I’m sure your next question is ‘how do I do this?’ I often use the analogy of wanting to sit shotgun, everyone gets to sit in the front seat, but its a rotation between children, a project with a tight deadline or even time for yourself. In my opinion being a great parent starts with making sure your children know that they are deeply loved and also being a good role model for them. Not only in practicing what you preach, but also in showing them that you have goals and passions that also require your attention. Giving yourself permission to follow those dreams teaches them to live that way themselves. Whether this is your approach to parenting or not, one thing is certain, all of the energy, time and brain power spent on guilt and what you could have done better or should have done differently, can be spent actually doing and being.
EXERCISE
Rank the following in order of priority:
your kids, you, your husband
If you are like most women, you said:
- the kids
- your husband
- you
So many parents (moms in particular) have their priorities precisely backwards.

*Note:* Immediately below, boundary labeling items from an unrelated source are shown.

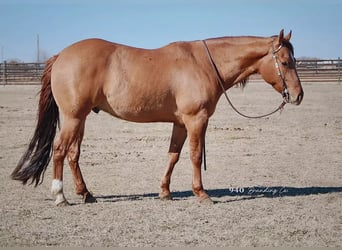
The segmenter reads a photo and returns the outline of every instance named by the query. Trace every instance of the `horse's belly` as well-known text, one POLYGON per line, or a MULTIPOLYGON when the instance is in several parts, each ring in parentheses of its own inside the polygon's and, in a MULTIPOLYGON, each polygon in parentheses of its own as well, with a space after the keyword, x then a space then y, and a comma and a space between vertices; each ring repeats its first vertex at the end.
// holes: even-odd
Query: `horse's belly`
POLYGON ((177 120, 177 115, 172 106, 163 102, 151 102, 151 100, 139 103, 137 100, 134 102, 108 100, 108 106, 101 109, 117 118, 132 122, 174 122, 177 120))

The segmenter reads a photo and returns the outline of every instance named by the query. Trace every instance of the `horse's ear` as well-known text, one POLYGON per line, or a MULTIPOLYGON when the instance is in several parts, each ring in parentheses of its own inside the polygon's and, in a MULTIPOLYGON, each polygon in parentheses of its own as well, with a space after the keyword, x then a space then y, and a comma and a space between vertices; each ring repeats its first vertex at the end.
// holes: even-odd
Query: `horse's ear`
POLYGON ((292 30, 290 30, 289 34, 287 34, 287 35, 284 37, 284 40, 289 42, 290 39, 291 39, 291 35, 292 35, 292 30))
POLYGON ((279 32, 279 36, 278 36, 278 39, 277 39, 277 44, 275 46, 279 47, 283 43, 283 39, 284 39, 284 29, 282 29, 279 32))

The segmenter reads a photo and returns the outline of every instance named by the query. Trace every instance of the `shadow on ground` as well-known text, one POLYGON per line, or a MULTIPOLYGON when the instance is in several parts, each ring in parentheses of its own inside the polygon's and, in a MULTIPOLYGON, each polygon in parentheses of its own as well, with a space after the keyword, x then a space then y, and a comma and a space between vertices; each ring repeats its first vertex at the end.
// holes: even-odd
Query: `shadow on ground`
MULTIPOLYGON (((207 193, 211 198, 236 197, 244 199, 278 198, 288 196, 307 196, 330 193, 342 193, 342 187, 287 187, 287 186, 255 186, 240 188, 209 189, 207 193)), ((133 194, 133 195, 99 195, 96 199, 103 202, 116 202, 125 200, 142 200, 144 198, 158 198, 158 193, 133 194)), ((172 192, 174 200, 184 200, 193 197, 192 191, 172 192)))

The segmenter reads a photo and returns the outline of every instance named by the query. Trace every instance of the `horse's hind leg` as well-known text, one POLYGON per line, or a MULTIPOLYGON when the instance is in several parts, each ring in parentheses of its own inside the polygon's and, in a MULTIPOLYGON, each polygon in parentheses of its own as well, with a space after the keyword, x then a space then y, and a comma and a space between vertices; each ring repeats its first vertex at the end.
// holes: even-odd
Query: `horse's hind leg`
POLYGON ((85 119, 65 117, 61 132, 54 141, 51 192, 56 198, 56 205, 69 204, 63 193, 63 164, 67 155, 75 181, 76 192, 83 196, 89 193, 78 165, 84 122, 85 119))
POLYGON ((77 136, 69 147, 67 158, 72 172, 76 194, 82 195, 84 203, 91 203, 96 202, 96 199, 91 195, 91 193, 89 193, 79 166, 79 158, 81 152, 80 149, 84 134, 84 124, 85 120, 82 122, 77 136))
POLYGON ((164 200, 171 199, 170 193, 170 182, 173 168, 179 160, 180 152, 184 145, 184 141, 187 136, 187 131, 185 127, 178 126, 176 124, 173 125, 172 136, 169 148, 169 163, 165 170, 164 176, 161 181, 161 192, 159 197, 164 200))

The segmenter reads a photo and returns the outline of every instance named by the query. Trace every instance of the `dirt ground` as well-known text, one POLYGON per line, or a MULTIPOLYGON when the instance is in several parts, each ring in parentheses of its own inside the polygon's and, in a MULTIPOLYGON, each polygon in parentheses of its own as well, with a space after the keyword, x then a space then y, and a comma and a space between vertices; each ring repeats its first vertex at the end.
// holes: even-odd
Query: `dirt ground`
MULTIPOLYGON (((10 179, 35 128, 39 86, 0 86, 0 246, 342 246, 342 85, 303 85, 300 106, 249 120, 221 98, 210 120, 204 186, 191 193, 187 142, 174 199, 158 199, 172 125, 92 113, 81 169, 98 203, 82 204, 69 167, 70 207, 55 207, 51 164, 37 188, 10 179)), ((264 83, 229 91, 243 112, 271 111, 281 97, 264 83)))

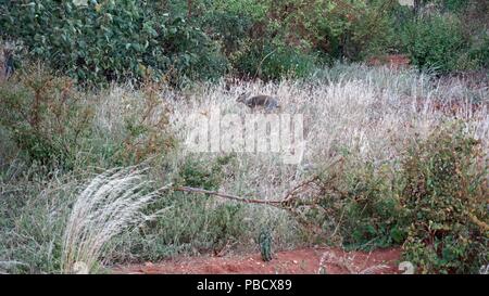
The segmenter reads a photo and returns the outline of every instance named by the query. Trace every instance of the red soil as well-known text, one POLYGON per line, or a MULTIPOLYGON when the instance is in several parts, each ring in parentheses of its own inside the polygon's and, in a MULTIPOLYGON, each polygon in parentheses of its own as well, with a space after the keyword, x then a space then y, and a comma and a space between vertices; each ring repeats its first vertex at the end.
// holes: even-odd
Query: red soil
POLYGON ((260 254, 200 256, 165 260, 159 263, 115 267, 114 273, 177 274, 313 274, 313 273, 399 273, 400 249, 372 253, 330 248, 303 248, 275 254, 264 262, 260 254))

How do you really want your list to read?
1.
2.
3.
My list: You must first be self-interested (and by this I don’t mean self-centered).
Happy wife, happy life, happy Mom, happy home.
That’s a difficult one for a lot of women. We aren’t usually taught to put ourselves first. In fact, this is a culture of shaming women who put themselves first with words like selfish, narcissistic and self-indulgent.
NOW, that said, yes, some days my needs come last. I make that decision myself, with free will, when I know that it is more important to me to completely and solely attend to the needs of my family that day. The problem arises when it ceases to be the exception and putting yourself last becomes the rule.
In practice, establishing priorities is about establishing boundaries. Real boundaries. For instance, my husband and I get very little alone time during the week, so when we connect on date night we are firm with our kids, saying, “I love you but this time is for just daddy and mommy.”
This is the example that I want to set for my children. I want them to see me, doing the things that I love and loving them at the same time without conflict or guilt.
THOUGHT INTO ACTION
Write a letter to yourself. Tell yourself to dust off a forgotten project, reignite an interest in something that you used to love doing or really commit to a goal that you have always wanted to achieve but told yourself you didn’t have time for. Or give yourself permission to NOT worry about your projects and goals right now, that this is one of those times that you don’t have to do it all at once.
P.S.
Don’t forget to thank YOUR mother!
We never know the love of a parent till we become parents ourselves.